Quello che la pellicola suggerisce è che prevedere quell’eruzione era davvero possibile. Ma quali furono le avvisaglie dell’imminente catastrofe? Come avvenne l’esplosione del Monte Sant’Elena? E quali conseguenze non potevano prevedere gli scienziati?

La trama di Dante’s Peak

dante's peakHarry Dalton è un vulcanologo reduce da una tragica esplosione che 4 anni prima ha comportato la morte della sua fidanzata e collega.
Quando lo ritroviamo 4 anni dopo quell’evento, a seguito di una segnalazione di movimenti tellurici sospetti, registrati presso il Servizio Geologico degli Stati Uniti d’America per il quale Harry lavora, il vulcanologo viene inviato dal suo capo presso la cittadina di Dante’s Peak, collocata ai piedi di un imponente vulcano dormiente appartenente alla catena delle Cascate.

All’arrivo di Harry la cittadina è in pieno festeggiamento per essere stata nominata la seconda migliore cittadina degli States con il miglior tenore di vita.
Qui il vulcanologo si fa prontamente scortare nei pressi di un lago vulcanico per effettuare i controlli necessari a rilevare un eventuale pericolo.

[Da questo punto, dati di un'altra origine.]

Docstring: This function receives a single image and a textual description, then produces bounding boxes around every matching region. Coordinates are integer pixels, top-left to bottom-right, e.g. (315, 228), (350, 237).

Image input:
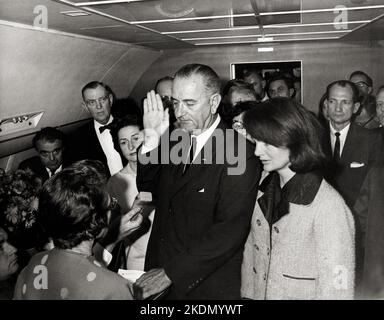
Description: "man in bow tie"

(71, 81), (123, 175)
(19, 127), (68, 182)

Le indagini portano lo scienziato a insospettirsi e nonostante venga tacciato di eccessivo allarmismo, annuncia che spedirà sul posto una squadra di vulcanologi con lo scopo di monitorare il vulcano.

Harry dapprima si reca in elicottero presso il cratere del vulcano allo scopo di monitorare le emissioni di gas anomali e in seguito con un robot che ha il compito di monitorare movimenti tellurici ed emissioni di zolfo; proprio durante questa missione una violenta scossa sismica sorprende Harry.
Il vulcanologo è oramai certo di una imminente eruzione vulcanica e cerca di convincere i colleghi a sostenerlo nel sollecitare le autorità locali a mettere la città in allerta, ma ogni suo tentativo risulta vano.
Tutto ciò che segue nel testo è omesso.